As retailers gear up for the holiday shopping season, they are likely to see some happy shoppers. US consumer confidence has reached its highest level since September 2007. The Thomson Reuters/University of Michigan reading for the October sentiment index reached 83.1, up from a previous level of 78.3. This reading surpassed economist’s expectations by a high margin. The index has averaged 64 since the recession began. In the five years prior to 2007, sentiment averaged 89. The return to pre-recession highs is an indication of an improved housing market, stock market, and falling unemployment rate.
The growing disconnect between consumer sentiment and negative reporting on the financial news networks is also receiving attention. We have written on several occasions about the unconstructiveness of the financial press with a strong slant towards the pessimistic side of all news reports.

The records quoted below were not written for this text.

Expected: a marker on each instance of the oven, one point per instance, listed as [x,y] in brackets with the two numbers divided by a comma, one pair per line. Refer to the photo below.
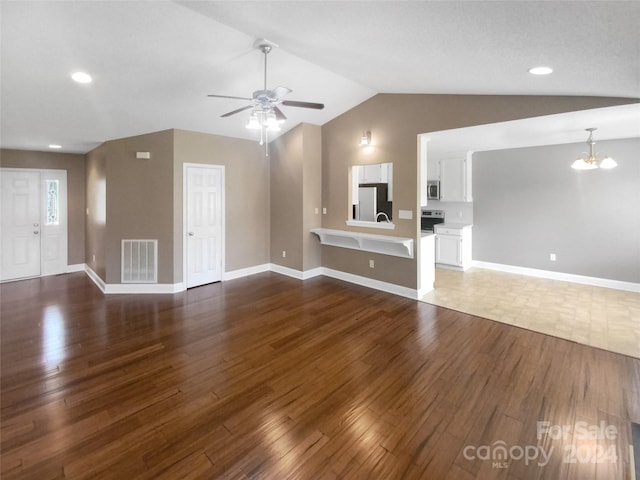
[430,218]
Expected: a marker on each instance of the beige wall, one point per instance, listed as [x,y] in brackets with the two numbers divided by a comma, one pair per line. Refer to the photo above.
[311,195]
[246,201]
[139,200]
[75,167]
[96,200]
[296,192]
[395,120]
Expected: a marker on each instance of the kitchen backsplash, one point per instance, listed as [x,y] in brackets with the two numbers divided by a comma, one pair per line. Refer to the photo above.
[454,212]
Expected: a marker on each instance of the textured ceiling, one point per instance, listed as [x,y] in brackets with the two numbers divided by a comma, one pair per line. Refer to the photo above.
[154,62]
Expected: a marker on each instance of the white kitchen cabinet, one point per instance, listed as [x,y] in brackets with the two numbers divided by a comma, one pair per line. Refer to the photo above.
[453,245]
[455,180]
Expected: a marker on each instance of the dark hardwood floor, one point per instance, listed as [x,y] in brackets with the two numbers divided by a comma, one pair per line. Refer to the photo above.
[270,377]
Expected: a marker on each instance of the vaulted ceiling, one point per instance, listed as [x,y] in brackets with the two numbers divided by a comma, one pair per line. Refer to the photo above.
[154,62]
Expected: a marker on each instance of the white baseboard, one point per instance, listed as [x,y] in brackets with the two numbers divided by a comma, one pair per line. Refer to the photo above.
[565,277]
[79,267]
[300,275]
[95,278]
[372,283]
[133,288]
[245,272]
[347,277]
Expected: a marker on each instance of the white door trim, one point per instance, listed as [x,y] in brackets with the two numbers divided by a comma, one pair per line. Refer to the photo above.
[185,166]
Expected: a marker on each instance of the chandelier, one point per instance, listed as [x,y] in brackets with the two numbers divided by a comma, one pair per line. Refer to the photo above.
[589,161]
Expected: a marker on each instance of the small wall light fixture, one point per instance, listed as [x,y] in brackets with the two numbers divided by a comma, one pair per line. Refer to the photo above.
[365,139]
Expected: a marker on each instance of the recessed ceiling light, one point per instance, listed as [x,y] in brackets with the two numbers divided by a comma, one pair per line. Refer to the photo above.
[540,70]
[81,77]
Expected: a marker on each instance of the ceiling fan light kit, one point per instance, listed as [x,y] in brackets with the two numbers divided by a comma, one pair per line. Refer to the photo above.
[266,115]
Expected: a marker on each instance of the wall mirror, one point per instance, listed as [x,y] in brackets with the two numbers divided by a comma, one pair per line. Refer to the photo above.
[372,195]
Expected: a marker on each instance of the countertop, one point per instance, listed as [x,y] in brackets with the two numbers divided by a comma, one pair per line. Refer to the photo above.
[453,225]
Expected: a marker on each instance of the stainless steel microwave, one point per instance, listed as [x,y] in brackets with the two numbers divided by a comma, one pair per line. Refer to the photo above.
[433,190]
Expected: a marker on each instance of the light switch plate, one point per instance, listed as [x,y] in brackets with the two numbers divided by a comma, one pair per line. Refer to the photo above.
[405,214]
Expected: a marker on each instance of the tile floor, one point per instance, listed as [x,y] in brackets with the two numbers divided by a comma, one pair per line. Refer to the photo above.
[596,316]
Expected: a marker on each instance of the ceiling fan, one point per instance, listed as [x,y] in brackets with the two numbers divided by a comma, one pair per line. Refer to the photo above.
[265,112]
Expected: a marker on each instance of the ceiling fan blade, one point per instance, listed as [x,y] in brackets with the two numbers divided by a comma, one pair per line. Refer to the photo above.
[293,103]
[280,91]
[228,114]
[228,96]
[279,115]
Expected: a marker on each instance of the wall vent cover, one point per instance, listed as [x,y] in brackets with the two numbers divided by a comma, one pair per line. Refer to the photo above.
[139,261]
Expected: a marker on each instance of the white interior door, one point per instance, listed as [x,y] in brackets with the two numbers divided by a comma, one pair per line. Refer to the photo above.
[34,223]
[20,224]
[204,221]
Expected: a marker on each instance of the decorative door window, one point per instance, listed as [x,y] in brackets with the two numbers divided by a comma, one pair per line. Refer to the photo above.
[53,202]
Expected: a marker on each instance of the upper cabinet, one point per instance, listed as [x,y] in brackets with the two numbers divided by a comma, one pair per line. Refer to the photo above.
[455,179]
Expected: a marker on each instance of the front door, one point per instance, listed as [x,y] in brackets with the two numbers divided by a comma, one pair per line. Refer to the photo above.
[20,224]
[34,223]
[204,213]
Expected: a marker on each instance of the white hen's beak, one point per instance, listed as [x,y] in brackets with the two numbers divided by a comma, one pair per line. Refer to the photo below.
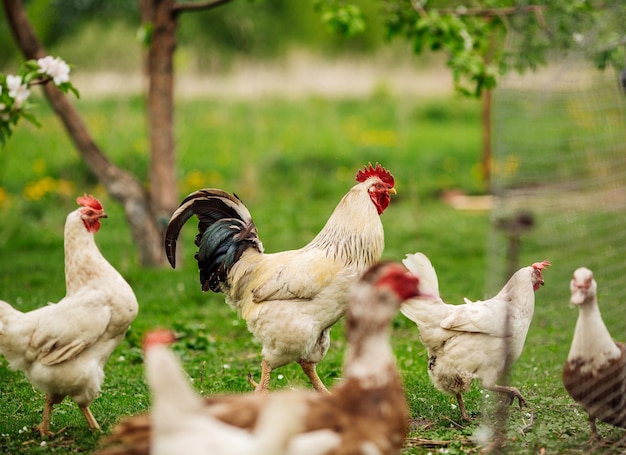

Finally, consumers are simply shutting off their televisions, and the ratings are plummeting. According to Investorplace.com, CNBC’s Nielsen ratings for the first half of 2012 were the lowest since 2005. As investors are turning more optimistic, they may be recognizing the need for a long-term balanced perspective rather than the negative drum-beat.
The more we can reduce the noise of short-term traders and emotional excitement of each up-and-down in the stock market, the more we can focus on the important decisions in our financial lives. Consumers are doing just that ― returning to work, reducing debt, increasing savings, and probably most importantly ― in a better mood.